The company had several operating units, which were its distribution subsidiaries in various regions. All these were running on different platforms such as IBM AS400, IBM AIX, etc. The information systems running across these locations had been built on several different homegrown applications. Over the years, the client had also acquired many small companies that had their own disparate IT systems. These were interoperable on a point-to-point basis and lacked total integration. The client needed a seamless, integrated system to improve operational efficiencies across the enterprise. It decided to take the Enterprise Application Integration (EAI) path, which would enable it to continue to use its legacy applications and databases while adding other new technologies to support its phenomenal growth.
From a technology perspective, the EAI initiative included seamless integration of eight applications including legacy systems, custom-built and packaged solutions forming an entirely new layer of supply chain systems.
Through this initiative, the client - in addition to fulfilling the business needs - envisioned laying the foundation for EAI Infrastructure to support its future enterprise needs and strategic goals.
The key to success for an EAI effort is gaining a deep insight into the company's business processes and information systems. The diverse technology platforms of the client coupled with the fact that EAI is not a technology one can implement right out of the box, meant numerous challenges.
The Infosys Approach
Infosys had already been involved with maintenance of the client's corporate systems for two years so it had a good understanding of the organization and its business - factors critical for successful implementation of EAI. Infosys was involved as a technical service partner to design, construct and implement the EAI platform for the pilot program. After mapping business processes of the client to integration requirements - factoring in the current environment and future plans of the food products giant - Infosys selected WebSphere Business Integration (WBI) Suite of products.

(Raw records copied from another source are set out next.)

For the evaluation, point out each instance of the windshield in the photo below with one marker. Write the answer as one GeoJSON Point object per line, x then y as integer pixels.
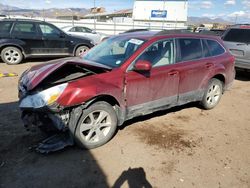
{"type": "Point", "coordinates": [114, 51]}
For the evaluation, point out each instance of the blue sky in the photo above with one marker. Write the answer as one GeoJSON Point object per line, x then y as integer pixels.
{"type": "Point", "coordinates": [228, 9]}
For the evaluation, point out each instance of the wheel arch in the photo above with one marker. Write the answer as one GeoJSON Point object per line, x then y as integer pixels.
{"type": "Point", "coordinates": [120, 112]}
{"type": "Point", "coordinates": [78, 45]}
{"type": "Point", "coordinates": [220, 77]}
{"type": "Point", "coordinates": [12, 45]}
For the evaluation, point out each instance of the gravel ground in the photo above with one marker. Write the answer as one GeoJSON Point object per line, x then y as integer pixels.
{"type": "Point", "coordinates": [181, 147]}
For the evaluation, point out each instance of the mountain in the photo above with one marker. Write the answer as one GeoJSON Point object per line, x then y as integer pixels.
{"type": "Point", "coordinates": [202, 20]}
{"type": "Point", "coordinates": [49, 13]}
{"type": "Point", "coordinates": [7, 7]}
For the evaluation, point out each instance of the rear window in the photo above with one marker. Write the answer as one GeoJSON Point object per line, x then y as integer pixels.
{"type": "Point", "coordinates": [238, 35]}
{"type": "Point", "coordinates": [215, 48]}
{"type": "Point", "coordinates": [25, 28]}
{"type": "Point", "coordinates": [190, 49]}
{"type": "Point", "coordinates": [5, 27]}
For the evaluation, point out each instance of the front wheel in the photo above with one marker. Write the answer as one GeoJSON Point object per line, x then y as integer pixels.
{"type": "Point", "coordinates": [81, 50]}
{"type": "Point", "coordinates": [11, 55]}
{"type": "Point", "coordinates": [212, 94]}
{"type": "Point", "coordinates": [96, 126]}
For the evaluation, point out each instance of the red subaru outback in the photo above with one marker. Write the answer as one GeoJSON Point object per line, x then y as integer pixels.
{"type": "Point", "coordinates": [125, 76]}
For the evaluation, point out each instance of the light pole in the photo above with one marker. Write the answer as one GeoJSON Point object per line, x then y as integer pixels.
{"type": "Point", "coordinates": [94, 16]}
{"type": "Point", "coordinates": [72, 13]}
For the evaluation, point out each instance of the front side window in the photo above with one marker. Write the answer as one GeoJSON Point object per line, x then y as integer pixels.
{"type": "Point", "coordinates": [215, 48]}
{"type": "Point", "coordinates": [191, 49]}
{"type": "Point", "coordinates": [5, 27]}
{"type": "Point", "coordinates": [160, 53]}
{"type": "Point", "coordinates": [25, 29]}
{"type": "Point", "coordinates": [48, 30]}
{"type": "Point", "coordinates": [82, 29]}
{"type": "Point", "coordinates": [238, 35]}
{"type": "Point", "coordinates": [206, 51]}
{"type": "Point", "coordinates": [114, 51]}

Infosys, with a clear understanding of the business model, processes and goals, adopted a partnership approach and co-coordinated with the project management team of the client right from the beginning. Infosys' EAI project manager was involved in the exercise of defining interface requirements and specific applications/ package implementations. The composite team ensured optimal utilization of the resources of Infosys and the client.
Strategy
Infosys' proprietary Global Delivery Model(GDM) to manage change and facilitate communication process between onsite-offshore teams proved invaluable in this context.
Infosys also defined the Operational Architecture for the client, which included the definition and design of monitoring solution, exception handling solution, governance architecture, and finally performance and optimization of EAI interfaces.
The most critical issue in this project was to manage the overlapping phases - the processes across the enterprise overlapped with that of the local centers thereby making interfacing a difficult task. To tackle this, Infosys created two tracks: parallel and independent based on the availability of the requirement specifications for that interface. Infosys also created a Project Management (PM) track and a technical track for dedicated focus on these areas. This effort considerably speeded up the project by aligning the delivery dates for EAI interfaces with minimum impact to the overall schedule.
The CMM level 5 practices coupled with Infosys' proven process of development based on checklists and templates while maintaining design and scrupulous documentation, and stringent reviews by senior team members considerably eliminated performance bottlenecks and potential failure of the EAI architecture.